The findings of this study revealed that most subjects in both groups demonstrated a linear positive correlation between the resting thickness of the IO and EO muscles and the thickness of these muscles during standing tasks. However, there was a poor correlation between the resting thickness of the TrA muscle and its thickness during standing tasks in both groups. In other words, the TrA muscle thickness during standing tasks was unpredictable based on its resting thickness, which may allow flexible activation of this muscle to exploit its mechanical properties and to adapt movement to environmental perturbations [59].

The results of the present study differed from those observed in young adults that indicated standing on unstable surfaces compared to standing on stable surfaces significantly increases the automatic activity of TrA, IO, and EO muscles in both with and without LBP groups [15, 18]. Inherent age-related factors such as sarcopenia and changes in motor control possibly influenced the findings of this study.

Limitations

In this study, only old men with mild pain were recruited. So, the results cannot be generalized to the older female population or old men with higher levels of pain intensity.

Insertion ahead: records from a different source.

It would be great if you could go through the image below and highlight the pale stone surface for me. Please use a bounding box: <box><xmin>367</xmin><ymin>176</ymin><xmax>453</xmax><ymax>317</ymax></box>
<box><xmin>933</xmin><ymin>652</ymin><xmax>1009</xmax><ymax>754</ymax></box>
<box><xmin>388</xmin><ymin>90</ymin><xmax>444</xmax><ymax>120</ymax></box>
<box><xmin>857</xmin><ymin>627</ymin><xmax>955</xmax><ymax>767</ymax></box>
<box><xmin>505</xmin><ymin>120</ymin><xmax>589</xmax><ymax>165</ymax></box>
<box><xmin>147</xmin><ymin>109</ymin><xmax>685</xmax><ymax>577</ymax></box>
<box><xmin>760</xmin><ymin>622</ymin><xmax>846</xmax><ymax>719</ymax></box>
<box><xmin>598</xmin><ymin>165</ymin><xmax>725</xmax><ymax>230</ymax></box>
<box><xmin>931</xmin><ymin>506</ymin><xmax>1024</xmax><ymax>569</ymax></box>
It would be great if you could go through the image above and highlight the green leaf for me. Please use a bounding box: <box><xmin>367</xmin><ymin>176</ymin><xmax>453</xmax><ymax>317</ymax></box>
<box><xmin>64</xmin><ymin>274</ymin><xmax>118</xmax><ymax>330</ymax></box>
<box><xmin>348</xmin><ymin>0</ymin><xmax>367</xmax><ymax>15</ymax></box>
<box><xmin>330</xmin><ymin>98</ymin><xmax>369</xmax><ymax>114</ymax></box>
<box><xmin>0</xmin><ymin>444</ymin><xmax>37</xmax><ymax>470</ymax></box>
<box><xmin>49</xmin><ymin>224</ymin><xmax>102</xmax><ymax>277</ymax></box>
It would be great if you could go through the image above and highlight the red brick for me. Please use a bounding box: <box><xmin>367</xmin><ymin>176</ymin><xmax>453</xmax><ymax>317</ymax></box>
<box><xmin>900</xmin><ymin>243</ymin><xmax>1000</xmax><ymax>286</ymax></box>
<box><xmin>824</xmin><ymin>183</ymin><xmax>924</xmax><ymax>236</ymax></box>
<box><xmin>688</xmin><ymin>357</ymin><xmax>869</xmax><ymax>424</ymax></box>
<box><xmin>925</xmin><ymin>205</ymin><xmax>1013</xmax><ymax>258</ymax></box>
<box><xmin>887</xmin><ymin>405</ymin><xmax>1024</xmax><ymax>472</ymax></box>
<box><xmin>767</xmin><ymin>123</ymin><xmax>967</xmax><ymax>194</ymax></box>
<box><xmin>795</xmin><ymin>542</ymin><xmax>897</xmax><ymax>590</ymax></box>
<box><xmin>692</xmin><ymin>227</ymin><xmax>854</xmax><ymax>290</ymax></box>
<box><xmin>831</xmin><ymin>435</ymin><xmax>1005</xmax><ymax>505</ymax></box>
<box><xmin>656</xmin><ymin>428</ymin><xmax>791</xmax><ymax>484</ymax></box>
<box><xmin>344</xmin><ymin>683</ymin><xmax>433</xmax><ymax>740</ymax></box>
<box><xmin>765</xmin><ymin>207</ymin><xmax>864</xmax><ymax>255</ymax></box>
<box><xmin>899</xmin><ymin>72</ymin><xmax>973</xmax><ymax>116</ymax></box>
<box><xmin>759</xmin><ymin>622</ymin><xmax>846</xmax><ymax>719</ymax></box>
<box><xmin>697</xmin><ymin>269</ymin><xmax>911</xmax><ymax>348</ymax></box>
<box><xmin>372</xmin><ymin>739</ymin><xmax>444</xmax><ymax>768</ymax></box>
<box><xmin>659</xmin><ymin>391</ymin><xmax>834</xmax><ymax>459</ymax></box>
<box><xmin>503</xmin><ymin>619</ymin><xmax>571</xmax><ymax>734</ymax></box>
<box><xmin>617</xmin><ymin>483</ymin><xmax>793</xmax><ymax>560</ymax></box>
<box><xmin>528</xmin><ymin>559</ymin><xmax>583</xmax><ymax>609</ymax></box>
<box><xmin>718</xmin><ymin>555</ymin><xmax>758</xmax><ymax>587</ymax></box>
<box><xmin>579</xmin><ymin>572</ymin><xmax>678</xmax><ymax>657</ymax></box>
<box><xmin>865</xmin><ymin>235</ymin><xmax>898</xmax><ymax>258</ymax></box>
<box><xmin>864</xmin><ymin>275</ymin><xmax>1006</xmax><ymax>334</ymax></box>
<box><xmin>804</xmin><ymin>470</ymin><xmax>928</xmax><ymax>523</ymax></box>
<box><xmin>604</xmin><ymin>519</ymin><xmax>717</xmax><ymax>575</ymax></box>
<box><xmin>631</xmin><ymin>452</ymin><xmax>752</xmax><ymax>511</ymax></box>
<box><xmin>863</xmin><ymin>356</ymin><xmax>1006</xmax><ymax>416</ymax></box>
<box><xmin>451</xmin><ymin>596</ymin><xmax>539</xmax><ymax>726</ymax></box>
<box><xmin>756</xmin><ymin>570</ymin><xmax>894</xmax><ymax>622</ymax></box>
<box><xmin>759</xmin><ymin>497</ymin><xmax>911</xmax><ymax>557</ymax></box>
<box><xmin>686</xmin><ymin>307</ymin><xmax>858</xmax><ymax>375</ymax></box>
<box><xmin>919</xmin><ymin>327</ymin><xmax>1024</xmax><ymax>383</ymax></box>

Further studies on the effects of task dynamicity on abdominal muscles’ automatic activity in old women, middle-aged men, and women with higher levels of pain intensity are suggested.

Also, it is suggested that future research compares the effects of unstable standing on other aspects of muscle activity such as muscle timing variables (e.g., onset, latency), in older adults with and without LBP. Moreover, this study did not assess the participants’ physical activity levels, so there may have been differences between the groups. Future studies should consider this factor. Despite these limitations, these findings provide some clues to future research on motor control exercise in rehabilitation programs for older adults with LBP.

Conclusion

Based on the results of the study, the automatic activity of the TrA muscle in participants without LBP increases during standing on the dynamic level compared to standing on the static level. This finding suggests that standing on a dynamic level of Biodex can increase the demand on the TrA muscle to maintain trunk posture in older adults without LBP. Future research is needed to examine the effects of TrA muscle training during standing on dynamic surfaces for the treatment of older adults with LBP.